{One moonlit night with little to no prospect of success.}
{A secret that proved harder by night to protect.}
{The passage home was long.}
{Before the others awoke.}
Yesterday, seated in a tiny café with a friend destined soon to traverse distant lands, Louise and I spoke of our printed zines and a little of our recent work for our exhibition forthcoming. To our friend and her silver recording device, we spoke of a sense of nostalgia that is never far from frame in both our individual work and our collaborative pieces.
A key to help make your own world visible is not so much a departure from previous work, but rather, it is a different element polished and brought to the fore. Some elements are new and others more familiar are still to be reshaped. All, we hope, shall have new light shed upon them, a different element lit, if you like.

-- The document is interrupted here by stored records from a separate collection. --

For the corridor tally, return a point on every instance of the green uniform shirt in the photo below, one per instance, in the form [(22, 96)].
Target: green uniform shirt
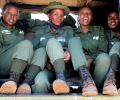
[(112, 39), (44, 33), (94, 41), (9, 38)]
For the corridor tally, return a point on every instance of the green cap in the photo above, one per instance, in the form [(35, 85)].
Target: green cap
[(54, 5)]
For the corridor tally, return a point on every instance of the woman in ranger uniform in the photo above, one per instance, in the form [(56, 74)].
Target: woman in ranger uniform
[(94, 44), (113, 35), (15, 52), (53, 38)]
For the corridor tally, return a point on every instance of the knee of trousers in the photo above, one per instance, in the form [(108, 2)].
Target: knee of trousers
[(74, 40), (103, 60), (23, 51), (39, 58), (115, 49), (54, 50)]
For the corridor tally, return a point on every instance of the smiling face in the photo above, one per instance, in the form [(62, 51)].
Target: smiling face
[(10, 16), (85, 16), (113, 20), (56, 16)]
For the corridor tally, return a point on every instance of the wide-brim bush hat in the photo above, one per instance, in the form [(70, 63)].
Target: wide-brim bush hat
[(54, 5)]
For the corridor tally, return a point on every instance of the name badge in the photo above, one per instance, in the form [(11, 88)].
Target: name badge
[(96, 38), (6, 32)]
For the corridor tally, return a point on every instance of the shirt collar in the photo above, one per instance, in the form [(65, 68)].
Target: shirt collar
[(80, 30), (2, 24)]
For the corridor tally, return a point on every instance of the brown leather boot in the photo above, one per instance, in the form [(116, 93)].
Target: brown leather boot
[(89, 87), (59, 85), (109, 87)]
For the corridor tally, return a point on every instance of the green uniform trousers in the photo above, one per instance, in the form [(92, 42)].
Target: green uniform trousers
[(102, 64), (55, 51), (23, 50), (115, 49)]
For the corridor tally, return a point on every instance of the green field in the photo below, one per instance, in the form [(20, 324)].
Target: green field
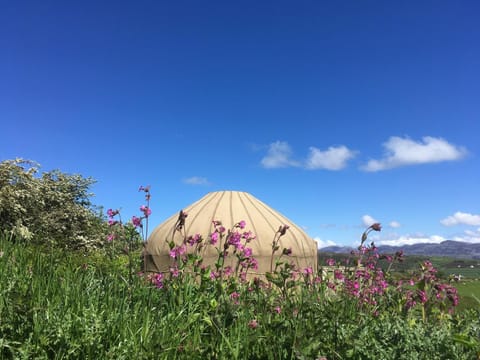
[(469, 292)]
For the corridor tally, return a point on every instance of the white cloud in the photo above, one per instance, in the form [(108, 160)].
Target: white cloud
[(394, 224), (410, 240), (324, 243), (471, 236), (278, 156), (461, 218), (334, 158), (196, 180), (367, 220), (404, 151)]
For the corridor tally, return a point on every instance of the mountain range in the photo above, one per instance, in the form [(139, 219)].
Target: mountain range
[(448, 248)]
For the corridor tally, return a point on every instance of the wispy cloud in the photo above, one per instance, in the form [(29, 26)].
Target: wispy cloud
[(404, 151), (280, 155), (461, 218), (334, 158), (324, 243), (367, 220), (410, 240), (196, 180), (394, 224)]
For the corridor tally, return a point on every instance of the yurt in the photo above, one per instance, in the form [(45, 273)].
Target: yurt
[(230, 208)]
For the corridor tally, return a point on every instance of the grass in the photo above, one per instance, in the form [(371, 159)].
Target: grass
[(469, 291), (57, 305)]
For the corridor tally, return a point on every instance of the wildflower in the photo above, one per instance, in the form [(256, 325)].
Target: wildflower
[(247, 252), (242, 224), (146, 210), (308, 270), (282, 230), (214, 238), (422, 296), (181, 220), (111, 213), (137, 222), (376, 227), (253, 324), (234, 297), (158, 280), (338, 275), (234, 239), (195, 239), (228, 271), (174, 272), (144, 188), (330, 262), (253, 264)]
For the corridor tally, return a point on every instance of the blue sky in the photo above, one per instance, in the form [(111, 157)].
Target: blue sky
[(334, 113)]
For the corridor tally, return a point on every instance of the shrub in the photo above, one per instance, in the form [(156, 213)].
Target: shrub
[(51, 208)]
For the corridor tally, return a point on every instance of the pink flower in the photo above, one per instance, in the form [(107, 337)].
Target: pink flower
[(174, 271), (253, 324), (338, 275), (282, 230), (228, 271), (137, 222), (376, 227), (111, 213), (234, 296), (146, 210), (213, 238), (158, 280), (308, 270), (247, 252)]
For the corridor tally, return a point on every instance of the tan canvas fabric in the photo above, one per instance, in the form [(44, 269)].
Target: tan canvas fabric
[(230, 207)]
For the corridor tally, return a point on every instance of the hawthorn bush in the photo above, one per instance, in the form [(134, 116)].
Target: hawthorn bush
[(49, 208)]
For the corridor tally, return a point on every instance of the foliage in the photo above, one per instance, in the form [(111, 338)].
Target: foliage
[(51, 208), (62, 305)]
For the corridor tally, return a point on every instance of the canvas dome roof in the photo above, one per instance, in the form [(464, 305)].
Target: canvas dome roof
[(230, 207)]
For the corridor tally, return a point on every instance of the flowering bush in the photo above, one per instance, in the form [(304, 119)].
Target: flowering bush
[(344, 310), (52, 208)]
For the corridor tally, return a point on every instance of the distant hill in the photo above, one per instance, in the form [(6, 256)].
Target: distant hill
[(449, 248)]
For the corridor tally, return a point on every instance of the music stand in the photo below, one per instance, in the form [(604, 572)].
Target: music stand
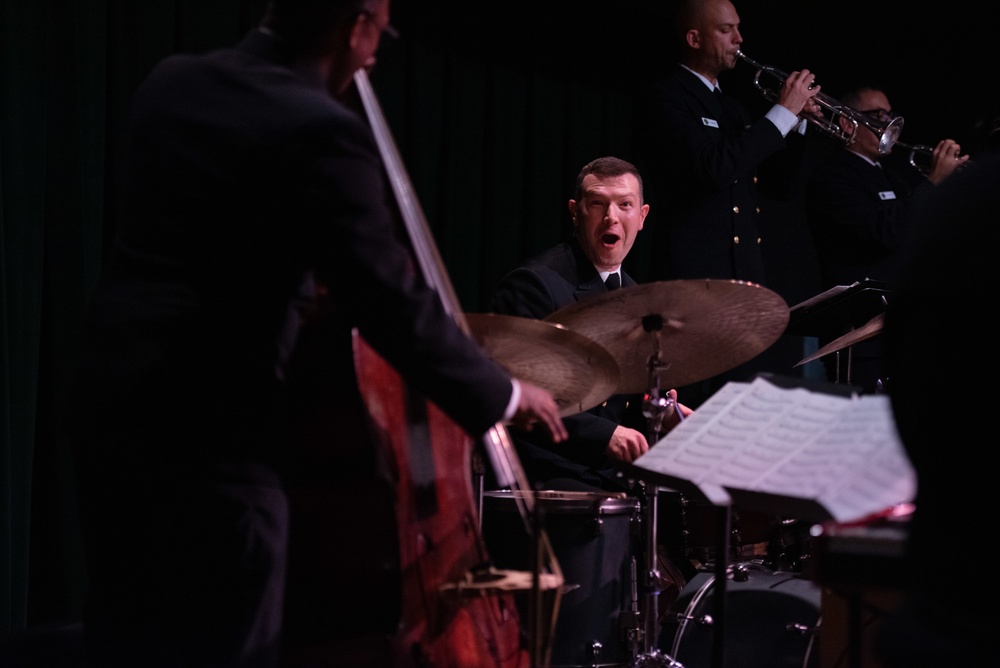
[(838, 311), (783, 445)]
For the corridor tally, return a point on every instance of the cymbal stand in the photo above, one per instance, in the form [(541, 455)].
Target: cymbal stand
[(656, 409)]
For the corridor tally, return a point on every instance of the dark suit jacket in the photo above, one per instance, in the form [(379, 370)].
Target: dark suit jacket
[(859, 218), (699, 154), (247, 192), (245, 186), (558, 277)]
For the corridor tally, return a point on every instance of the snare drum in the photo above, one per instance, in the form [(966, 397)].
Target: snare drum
[(594, 537), (772, 620)]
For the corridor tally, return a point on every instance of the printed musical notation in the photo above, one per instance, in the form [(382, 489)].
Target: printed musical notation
[(816, 454)]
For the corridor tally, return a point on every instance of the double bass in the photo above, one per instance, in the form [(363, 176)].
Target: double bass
[(457, 609)]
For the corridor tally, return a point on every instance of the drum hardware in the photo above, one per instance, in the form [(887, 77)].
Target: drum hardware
[(777, 617), (866, 331), (709, 326), (578, 372)]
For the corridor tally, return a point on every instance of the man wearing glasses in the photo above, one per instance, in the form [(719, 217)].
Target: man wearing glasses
[(859, 208)]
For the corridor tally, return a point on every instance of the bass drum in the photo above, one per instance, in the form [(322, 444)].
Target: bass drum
[(772, 620), (595, 537)]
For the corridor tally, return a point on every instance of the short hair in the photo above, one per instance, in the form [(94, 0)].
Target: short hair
[(306, 22), (607, 166)]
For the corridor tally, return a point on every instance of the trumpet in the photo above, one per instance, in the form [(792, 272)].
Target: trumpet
[(887, 132)]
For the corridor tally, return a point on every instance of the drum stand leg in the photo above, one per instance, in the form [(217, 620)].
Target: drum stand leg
[(719, 596)]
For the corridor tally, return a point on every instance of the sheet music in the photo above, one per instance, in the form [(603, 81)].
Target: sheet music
[(842, 453)]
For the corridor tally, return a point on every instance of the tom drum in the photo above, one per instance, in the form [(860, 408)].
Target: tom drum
[(594, 537)]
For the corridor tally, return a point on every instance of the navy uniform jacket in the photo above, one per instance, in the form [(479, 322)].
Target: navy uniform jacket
[(699, 154), (859, 217), (558, 277)]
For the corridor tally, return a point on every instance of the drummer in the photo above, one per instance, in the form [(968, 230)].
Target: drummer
[(607, 213)]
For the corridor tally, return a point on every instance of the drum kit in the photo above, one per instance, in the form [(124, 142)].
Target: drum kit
[(638, 340)]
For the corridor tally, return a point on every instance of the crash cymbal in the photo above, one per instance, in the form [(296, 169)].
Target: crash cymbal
[(865, 331), (577, 371), (706, 327)]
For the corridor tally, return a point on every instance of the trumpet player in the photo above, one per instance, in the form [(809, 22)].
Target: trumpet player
[(859, 207), (700, 152)]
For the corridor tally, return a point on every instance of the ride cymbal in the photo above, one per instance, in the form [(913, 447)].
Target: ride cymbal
[(577, 371), (700, 327), (865, 331)]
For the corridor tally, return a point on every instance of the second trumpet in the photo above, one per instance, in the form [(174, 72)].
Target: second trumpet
[(833, 110)]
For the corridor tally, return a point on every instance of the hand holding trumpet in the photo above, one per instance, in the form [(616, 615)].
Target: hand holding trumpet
[(798, 94), (945, 159)]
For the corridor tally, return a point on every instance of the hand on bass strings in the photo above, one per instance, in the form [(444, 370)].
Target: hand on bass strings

Often our work is dotted with fragmented keepsakes, and that is especially true of the work we have created and are still in the middle of creating for this exhibition. Our keepsakes, our objects gathered, perhaps they are not all they appear at first cursory glance. Perhaps these objects, as Jean Cocteau mused, take "advantage of our habit of believing them to be immobile" (Jean Cocteau, Beauty and the Beast: Diary of a Film, Dover Publications, p.101.). I'd like to think the same applies to my animals that softly pad their way through a handful of recent postcard collages.